Trump's talks with Harvard in chaos as university officials reject $200 million shakedown
A view of the Business School campus of Harvard University in Cambridge, Massachusetts, U.S., April 15, 2025. REUTERS/Faith Ninivaggi/File Photo

President Donald Trump has boasted that Harvard University is on the brink of capitulating to a deal with the administration after months of government attacks and moves to pull funding from the storied institution. But according to The New York Times, recent email communications show the talks are going nowhere.

A huge sticking point, according to reporter Michael Schmidt, is that the administration wants to shake down Harvard for $200 million, which university officials consider to be out of the question.

Furthermore, according to the report, Harvard was well on its way to agreeing to a deal in August, but things fell apart after Trump strategist Stephen Miller took a more active involvement in the proceedings.

A message on Saturday, "from Linda McMahon, President Trump’s education secretary, conveyed an understanding of an emerging deal between Harvard and the White House that flew in the face of the terms the university had been insisting on," wrote Schmidt. Harvard President Alan Garber "felt he had made clear in recent negotiations that the university would not agree to pay the federal government to settle a monthslong battle with the Trump administration over antisemitism on campus and other matters." However, McMahon's message "thanked Dr. Garber for what she portrayed as his commitment to sending $200 million to the government as part of a deal."

The president has previously suggested Harvard will agree to invest $500 million in a giant nationwide network of AI-focused trade schools.

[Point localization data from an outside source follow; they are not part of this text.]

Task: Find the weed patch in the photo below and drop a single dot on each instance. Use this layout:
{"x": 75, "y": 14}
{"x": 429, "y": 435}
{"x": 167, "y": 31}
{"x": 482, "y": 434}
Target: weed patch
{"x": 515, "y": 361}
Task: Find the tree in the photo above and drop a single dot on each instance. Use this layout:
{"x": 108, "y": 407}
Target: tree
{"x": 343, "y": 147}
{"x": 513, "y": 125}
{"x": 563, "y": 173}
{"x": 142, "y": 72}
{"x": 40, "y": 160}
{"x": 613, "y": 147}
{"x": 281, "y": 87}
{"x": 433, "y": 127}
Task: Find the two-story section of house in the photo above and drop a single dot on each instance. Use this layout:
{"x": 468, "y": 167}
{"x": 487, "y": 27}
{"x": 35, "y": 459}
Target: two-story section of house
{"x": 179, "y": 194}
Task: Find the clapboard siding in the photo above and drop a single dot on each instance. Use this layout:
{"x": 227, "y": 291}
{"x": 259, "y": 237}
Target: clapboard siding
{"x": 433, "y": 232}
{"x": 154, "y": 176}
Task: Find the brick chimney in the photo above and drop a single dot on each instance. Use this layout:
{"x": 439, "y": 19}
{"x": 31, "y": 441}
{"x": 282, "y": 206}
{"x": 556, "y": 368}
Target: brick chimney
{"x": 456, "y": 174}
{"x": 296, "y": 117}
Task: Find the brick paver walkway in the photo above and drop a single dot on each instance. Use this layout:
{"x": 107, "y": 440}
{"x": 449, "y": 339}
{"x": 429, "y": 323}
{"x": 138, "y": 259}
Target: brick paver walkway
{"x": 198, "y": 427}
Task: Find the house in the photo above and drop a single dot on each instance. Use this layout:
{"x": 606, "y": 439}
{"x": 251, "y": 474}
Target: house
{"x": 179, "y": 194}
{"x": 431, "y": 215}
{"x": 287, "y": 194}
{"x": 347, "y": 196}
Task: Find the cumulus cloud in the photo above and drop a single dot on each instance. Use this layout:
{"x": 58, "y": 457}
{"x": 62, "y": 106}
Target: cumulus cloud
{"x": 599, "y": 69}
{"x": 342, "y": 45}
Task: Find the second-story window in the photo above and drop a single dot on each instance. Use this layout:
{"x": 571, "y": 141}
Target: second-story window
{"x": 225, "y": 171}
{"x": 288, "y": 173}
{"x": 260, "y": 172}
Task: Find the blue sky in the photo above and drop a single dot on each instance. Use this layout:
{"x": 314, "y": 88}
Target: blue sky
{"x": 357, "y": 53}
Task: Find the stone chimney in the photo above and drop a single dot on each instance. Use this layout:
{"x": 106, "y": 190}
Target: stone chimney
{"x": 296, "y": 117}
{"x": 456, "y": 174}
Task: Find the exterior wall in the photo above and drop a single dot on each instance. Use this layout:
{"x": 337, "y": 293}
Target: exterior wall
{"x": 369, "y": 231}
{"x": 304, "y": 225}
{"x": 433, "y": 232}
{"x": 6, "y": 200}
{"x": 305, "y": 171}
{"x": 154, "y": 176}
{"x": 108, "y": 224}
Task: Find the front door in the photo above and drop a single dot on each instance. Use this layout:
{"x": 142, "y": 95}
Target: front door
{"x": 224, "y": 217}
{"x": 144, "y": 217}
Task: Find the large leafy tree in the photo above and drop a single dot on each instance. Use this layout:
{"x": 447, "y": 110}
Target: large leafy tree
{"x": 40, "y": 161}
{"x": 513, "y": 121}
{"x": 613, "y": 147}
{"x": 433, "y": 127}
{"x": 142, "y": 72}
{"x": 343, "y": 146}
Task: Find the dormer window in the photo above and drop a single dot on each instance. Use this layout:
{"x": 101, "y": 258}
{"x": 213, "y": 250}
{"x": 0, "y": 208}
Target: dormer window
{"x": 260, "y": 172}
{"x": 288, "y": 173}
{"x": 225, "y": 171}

Administration negotiators, however, want $200 million of that to be a civil fine to the government, which Harvard rejects.

When Garber pointed out Harvard hadn't agreed to the $200 million payment, per the report, Trump administration officials responded with a set of new terms that would give them greater oversight over Harvard and erode the university's academic independence, alarming school officials and causing further divides on how to get the deal resolved.

"Harvard officials, already anxious about the prospect of backlash to any settlement with a president many on campus see as autocratic, are sensitive to the details of any agreement. For months, they have viewed an accord between Brown University and the Trump administration as a model," said the report. "Under that agreement, Brown agreed to spend $50 million on state workforce development programs over a decade. The university did not have to enter into a rigorous monitoring agreement, and it secured a provision that Brown leaders viewed as safeguarding academic independence."

Trump kicked off his new term in office by demanding several legal agreements with groups that have opposed him in the past, including several law firms that agreed to spend millions of dollars on Trump-approved legal causes. A report in August revealed many of these law firms are now simply ignoring some provisions of the agreements.